In [1]:
import sys, dynd
print('Python %s' % sys.version)
print('DyND Python Bindings %s' % dynd.__version__)
print('LibDyND %s' % dynd.__libdynd_version__)


Python 3.3.3 |Continuum Analytics, Inc.| (default, Dec  3 2013, 11:56:40) [MSC v.1600 64 bit (AMD64)]
DyND Python Bindings 0.6.5.post024.g5f07540
LibDyND 0.6.5.post150.g8e9d756

Standard dynd import: The nd namespace is for array operations, and the ndt namespace is for types. We'll import numpy as well to show some comparisons.


In [2]:
from dynd import nd, ndt
import numpy as np

Basic usage is quite similar to numpy, the data type is deduced from python types when converting.


In [3]:
nd.array([1,2,3,4,5]) # dynd


Out[3]:
nd.array([1, 2, 3, 4, 5],
         type="5 * int32")

In [4]:
np.array([1,2,3,4,5]) # numpy


Out[4]:
array([1, 2, 3, 4, 5])

In [5]:
nd.array([[1, 1.5], [-1.5, 1]]) # dynd


Out[5]:
nd.array([  [  1, 1.5], [-1.5,    1]],
         type="2 * 2 * float64")

In [6]:
np.array([[1, 1.5], [-1.5, 1]]) # numpy


Out[6]:
array([[ 1. ,  1.5],
       [-1.5,  1. ]])

You can see some differences with numpy at this level already, such as the array dimensionality being included in the type.

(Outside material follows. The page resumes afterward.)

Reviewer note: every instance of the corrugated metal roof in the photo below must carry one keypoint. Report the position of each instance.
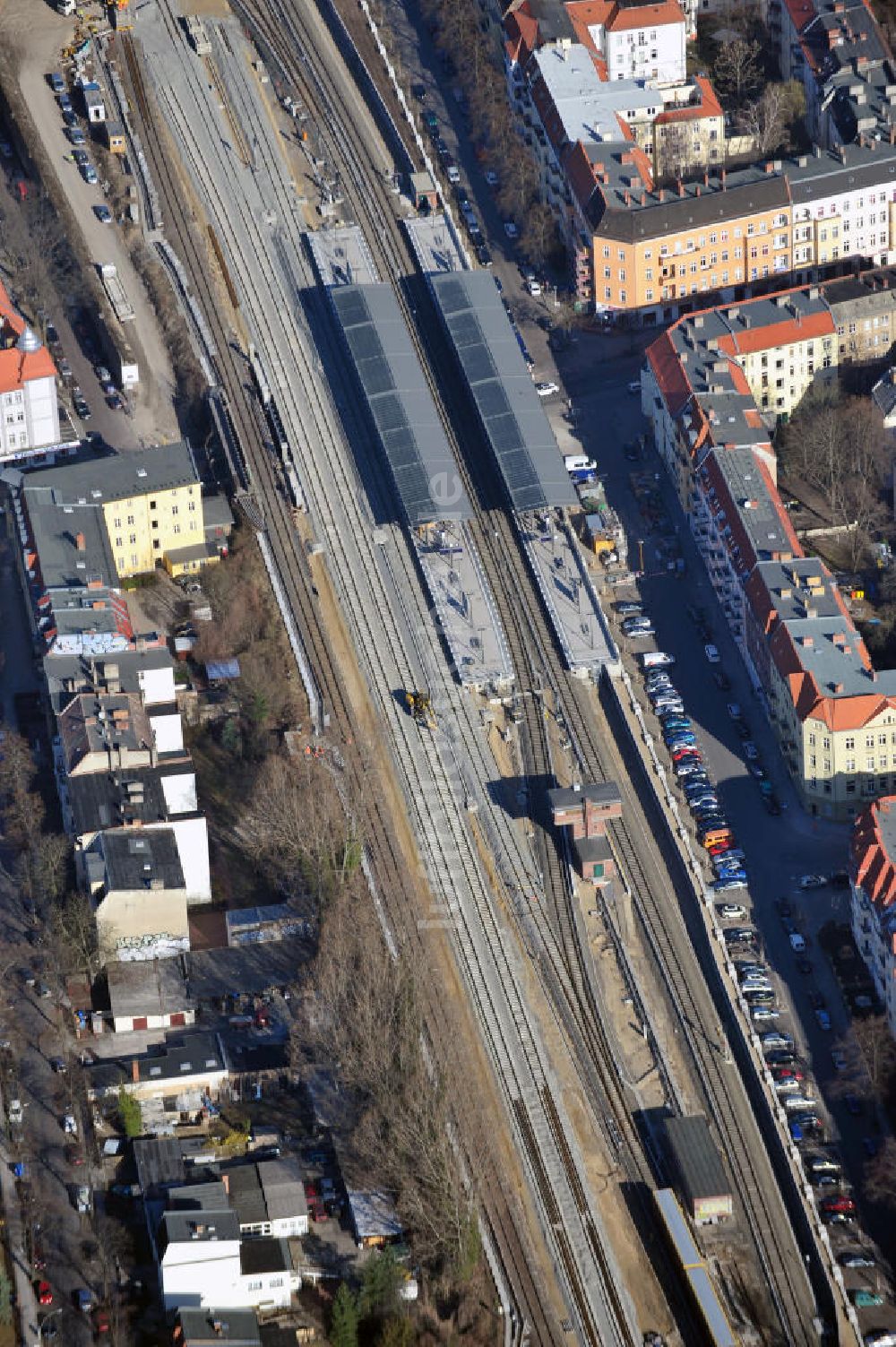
(519, 433)
(401, 403)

The default string is variable-length in dynd. In numpy, you either choose a maximum size, or use object arrays with lower performance.


In [7]:
nd.array(["this", "is", "a", "test"]) # dynd


Out[7]:
nd.array(["this",   "is",    "a", "test"],
         type="4 * string")

In [8]:
np.array(["this", "is", "a", "test"]) # numpy


Out[8]:
array(['this', 'is', 'a', 'test'], 
      dtype='<U4')

Dynd has a variable-length dimension type, which supports ragged arrays. If you give this kind of data to numpy, it uses object arrays which are slower and the array programming functionality in the ragged dimension.


In [9]:
nd.array([[1,5,2], [1], [7,9,10,20,13]]) # dynd


Out[9]:
nd.array([           [1, 5, 2],                  [1], [ 7,  9, 10, 20, 13]],
         type="3 * var * int32")

In [10]:
np.array([[1,5,2], [1], [7,9,10,20,13]]) # numpy


Out[10]:
array([[1, 5, 2], [1], [7, 9, 10, 20, 13]], dtype=object)

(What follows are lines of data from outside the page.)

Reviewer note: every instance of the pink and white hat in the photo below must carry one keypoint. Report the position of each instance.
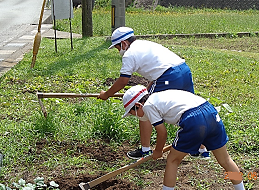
(120, 34)
(131, 96)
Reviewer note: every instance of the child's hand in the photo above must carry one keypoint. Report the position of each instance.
(103, 95)
(157, 154)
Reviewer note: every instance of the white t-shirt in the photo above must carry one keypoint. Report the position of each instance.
(149, 59)
(169, 105)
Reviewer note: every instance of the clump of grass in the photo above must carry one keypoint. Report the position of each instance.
(172, 20)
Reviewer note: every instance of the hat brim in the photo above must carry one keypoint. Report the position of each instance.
(126, 114)
(112, 46)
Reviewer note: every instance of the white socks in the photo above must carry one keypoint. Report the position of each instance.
(239, 186)
(167, 188)
(145, 149)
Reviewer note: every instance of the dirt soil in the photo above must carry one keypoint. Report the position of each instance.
(194, 173)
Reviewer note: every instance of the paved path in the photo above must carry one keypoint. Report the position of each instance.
(14, 46)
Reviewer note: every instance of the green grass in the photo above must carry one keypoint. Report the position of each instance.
(170, 21)
(221, 75)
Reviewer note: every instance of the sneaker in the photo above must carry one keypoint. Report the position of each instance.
(195, 154)
(205, 155)
(137, 154)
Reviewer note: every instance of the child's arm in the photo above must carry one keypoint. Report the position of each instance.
(160, 141)
(119, 84)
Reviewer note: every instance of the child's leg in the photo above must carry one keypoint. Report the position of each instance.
(145, 128)
(173, 161)
(227, 163)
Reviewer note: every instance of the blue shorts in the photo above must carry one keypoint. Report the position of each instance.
(179, 77)
(200, 125)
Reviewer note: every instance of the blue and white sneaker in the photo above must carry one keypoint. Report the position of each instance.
(205, 155)
(138, 153)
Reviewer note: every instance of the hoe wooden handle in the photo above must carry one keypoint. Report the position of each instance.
(70, 95)
(86, 186)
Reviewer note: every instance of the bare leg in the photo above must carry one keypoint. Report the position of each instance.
(145, 136)
(173, 161)
(226, 162)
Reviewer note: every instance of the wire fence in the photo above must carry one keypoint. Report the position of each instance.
(218, 4)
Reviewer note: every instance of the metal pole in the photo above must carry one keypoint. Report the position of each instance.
(55, 32)
(71, 37)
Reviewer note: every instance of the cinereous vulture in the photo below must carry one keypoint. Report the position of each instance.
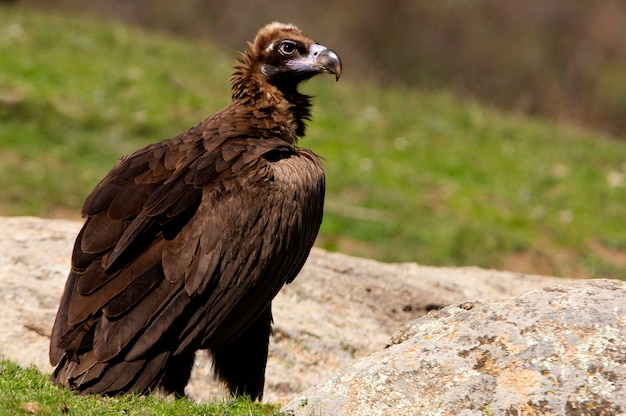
(187, 241)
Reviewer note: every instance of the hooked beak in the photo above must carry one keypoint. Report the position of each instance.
(321, 60)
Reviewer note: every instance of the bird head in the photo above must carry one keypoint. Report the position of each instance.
(286, 56)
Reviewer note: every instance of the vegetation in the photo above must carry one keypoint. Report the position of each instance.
(28, 392)
(562, 59)
(412, 176)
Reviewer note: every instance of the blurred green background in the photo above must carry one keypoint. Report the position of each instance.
(462, 133)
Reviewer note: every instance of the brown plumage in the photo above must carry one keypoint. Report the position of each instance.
(187, 241)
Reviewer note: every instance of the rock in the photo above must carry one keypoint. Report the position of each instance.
(554, 351)
(339, 309)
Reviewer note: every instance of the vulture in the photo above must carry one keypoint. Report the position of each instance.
(187, 241)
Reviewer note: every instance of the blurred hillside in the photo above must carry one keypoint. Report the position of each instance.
(561, 59)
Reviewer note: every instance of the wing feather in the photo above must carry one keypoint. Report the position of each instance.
(189, 262)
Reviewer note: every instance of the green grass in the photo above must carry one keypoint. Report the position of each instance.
(411, 176)
(28, 392)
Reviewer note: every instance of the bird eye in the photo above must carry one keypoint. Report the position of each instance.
(287, 48)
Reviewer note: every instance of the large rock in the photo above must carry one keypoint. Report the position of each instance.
(554, 351)
(339, 309)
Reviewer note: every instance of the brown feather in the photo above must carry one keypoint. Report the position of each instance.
(188, 240)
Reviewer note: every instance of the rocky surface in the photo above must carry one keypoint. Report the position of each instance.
(339, 310)
(560, 350)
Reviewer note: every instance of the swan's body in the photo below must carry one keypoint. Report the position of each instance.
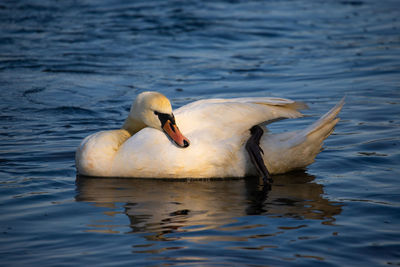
(217, 129)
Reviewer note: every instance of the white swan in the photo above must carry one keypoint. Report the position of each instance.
(218, 130)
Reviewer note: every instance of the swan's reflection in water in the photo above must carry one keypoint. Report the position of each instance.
(161, 207)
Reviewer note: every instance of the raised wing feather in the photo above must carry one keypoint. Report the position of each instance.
(233, 116)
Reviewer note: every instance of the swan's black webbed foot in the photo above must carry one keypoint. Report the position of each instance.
(254, 150)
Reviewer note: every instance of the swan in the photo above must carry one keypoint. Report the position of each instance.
(216, 138)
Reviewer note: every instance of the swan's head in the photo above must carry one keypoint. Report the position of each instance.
(154, 110)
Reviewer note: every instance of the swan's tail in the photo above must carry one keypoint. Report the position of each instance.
(298, 149)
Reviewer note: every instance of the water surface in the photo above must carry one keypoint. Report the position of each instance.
(69, 69)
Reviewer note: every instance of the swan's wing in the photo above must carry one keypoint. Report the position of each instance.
(234, 116)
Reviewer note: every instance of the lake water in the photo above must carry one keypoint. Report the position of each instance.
(71, 68)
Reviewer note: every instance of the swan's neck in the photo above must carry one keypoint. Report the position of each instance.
(133, 125)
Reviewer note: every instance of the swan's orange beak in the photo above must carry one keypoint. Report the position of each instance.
(172, 131)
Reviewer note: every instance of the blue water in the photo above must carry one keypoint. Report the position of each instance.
(72, 68)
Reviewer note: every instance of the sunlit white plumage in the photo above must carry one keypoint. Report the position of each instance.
(217, 130)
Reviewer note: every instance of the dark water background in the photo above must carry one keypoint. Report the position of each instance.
(71, 68)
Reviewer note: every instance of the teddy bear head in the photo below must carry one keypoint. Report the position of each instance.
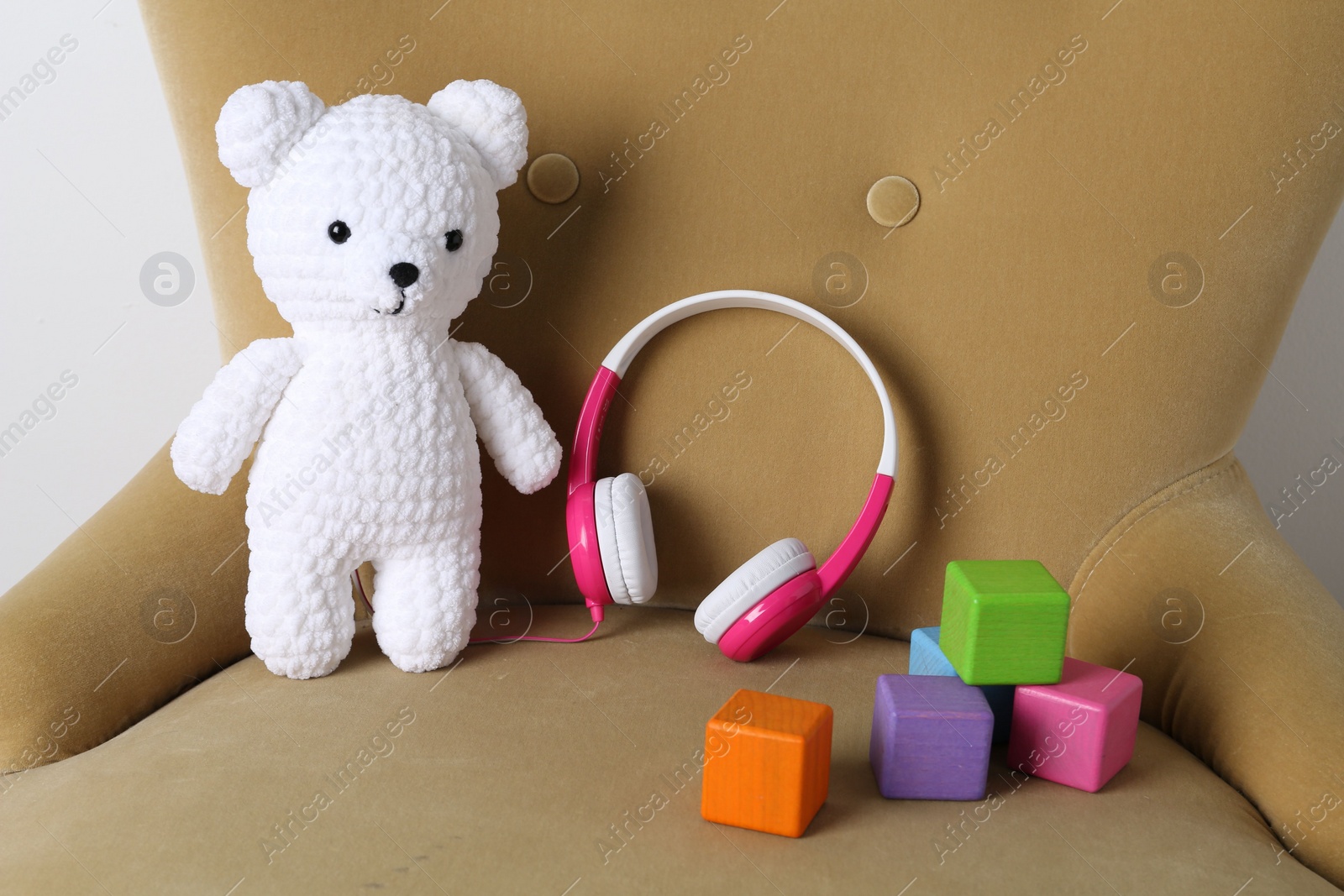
(378, 210)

As a part of blaze, dynd is based on its datashape type system notation. This provides a convenient way to create arrays of structs.


In [11]:
x = nd.array([('XDress - Type, But Verify', 'Anthony Scopatz', '2013-06-26T11:55', 204),
          ('matplotlib: past, present and future', 'Michael Droettboom', '2013-06-27T10:15', 106),
          ('The DyND Library', 'Mark Wiebe', '2013-06-27T14:35', 203),
          ('The advantages of a scientific IDE', 'Carlos Cordoba', '2013-06-26T11:30', 203)],
        dtype="""{
            title: string,
            presenter: string,
            time: datetime,
            room: int32
        }""")
x


Out[11]:
nd.array([["XDress - Type, But Verify", "Anthony Scopatz", 2013-06-26T11:55, 204],
          ["matplotlib: past, present and future", "Michael Droettboom", 2013-06-27T10:15, 106],
          ["The DyND Library", "Mark Wiebe", 2013-06-27T14:35, 203],
          ["The advantages of a scientific IDE", "Carlos Cordoba", 2013-06-26T11:30, 203]],
         type="4 * {title : string, presenter : string, time : datetime, room : int32}")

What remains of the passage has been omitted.